Open bartcharbon opened 5 months ago
Hi @bartcharbon
Thanks for checking out the VCF output. Could you provide an example of how symbolic alleles are specified so that I can implement it correctly?
Hi @readmanchiu
attached is a zip file with an example vcf with symbolics, I added the straglr tsv for the same data as well. example.zip
Thanks @bartcharbon for the example. Is the motivation for outputting symbolics mostly to avoid the messiness of outputting the sequence? 'cuz the information it conveys is already reported in the genotype column.
I guess the number reported in the symbolic allele will just echo the number reported in the GT column. Interruptions will be ignored.
Originally my concern is there will be lots of <ALT>
s reported, but I guess it's OK
Anyways, I will include such an options for the next release.
I think that some of the older tools around (mostly short read like for example expansion hunter) report it like this, as a result some of our tooling used for downstream analysis expects this kind of output.
As well as the analysts in the lab being used to this notation.
But you also make a valid case for the use of the actual sequence, I'll take a new look with that in mind, to see if this might actually fit in our pipeline.
I'm close to finish implementing this option to output symbolic alleles. My assumption is that this will only be plausible for cases where the alleles detected have the same motif as the reference. But for cases like RFC1, where the expanded alleles may have a different motif from the reference, I will still need to output the actual sequence. Does it sound alright or is there a symbolic-allele way to deal with this?
Great that you are implementing this feature, thanks!
Looking at the vcf 4.2 spec symbolics are meant for "imprecise structural variants", based on that I think that even with a non reference motif symbolics are allowed to be used, since the ALT repeat motif is also in the output FORMAT fields all the information is still available in the VCF file.
Disclaimer: I'm no expert on STR's in VCF, this issue is based on differences we noticed compared to some other tools we use or used before. The cases where the motif differs from the reference are the ones we haven't seen much, due to the fact that they will not be present in control samples (either healthy or with a repeat that has the same motif as the reference) we use for testing, therefor I'm not 100% sure how other tools adress these cases.
ok, I guess then the copy number reported in symbolic alleles will refer to the actual repeat unit reported, whether it's the same as the reference or not. Some loci are more complicated with interruptions and what not, which will be handled in a later release. I will update the documentation accordingly.
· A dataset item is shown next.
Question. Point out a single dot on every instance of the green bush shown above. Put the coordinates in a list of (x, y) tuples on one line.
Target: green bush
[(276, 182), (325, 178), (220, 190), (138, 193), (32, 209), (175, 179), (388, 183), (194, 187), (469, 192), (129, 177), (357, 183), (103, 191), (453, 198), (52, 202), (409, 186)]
Is there anywhere that the actual sequence is shown in the output. WIth the new vcf format in Straglr 1.5.2 I now see
Thanks @ljohansson for showing me an actual example, really appreciate it. The CNV:TR notation should be able to take care of complex motifs like this, and its purpose is to not report the sequence, making the file more readable. I understand that right now Straglr does not handle complex motifs well, and probably the only way to let the user know about the existence of a complex locus is by reporting the actual sequence. I'm currently working on reporting complex motifs in cases exactly like this (a release can be hopefully made before the end of the year), but before this happens maybe I should provide an option to report the actual sequence in the VCF if the user prefers?
Hi @readmanchiu. Thank you for your quick answer and suggestions. Do I understand correctly that in my example the sequence is not displayed correctly, but that is could be? For instance if RUS:GAA,GAA would be RUS:GAA,GAAGGA with the necessary adaptations in the associated numbers. Could that also account for the GAAGAA sequences at that start and end of the sequence and for sequence interruptions? I am not sure if the old method of showing the sequence in the vcf is not according to standard that it is a good idea to use that method (I'm a big fan of standards). Perhaps it is an idea to (optionally) show the sequences in the tsv file as an extra column. This would also allow to see the separate reads instead of only the sequence in the read with the median repeat length.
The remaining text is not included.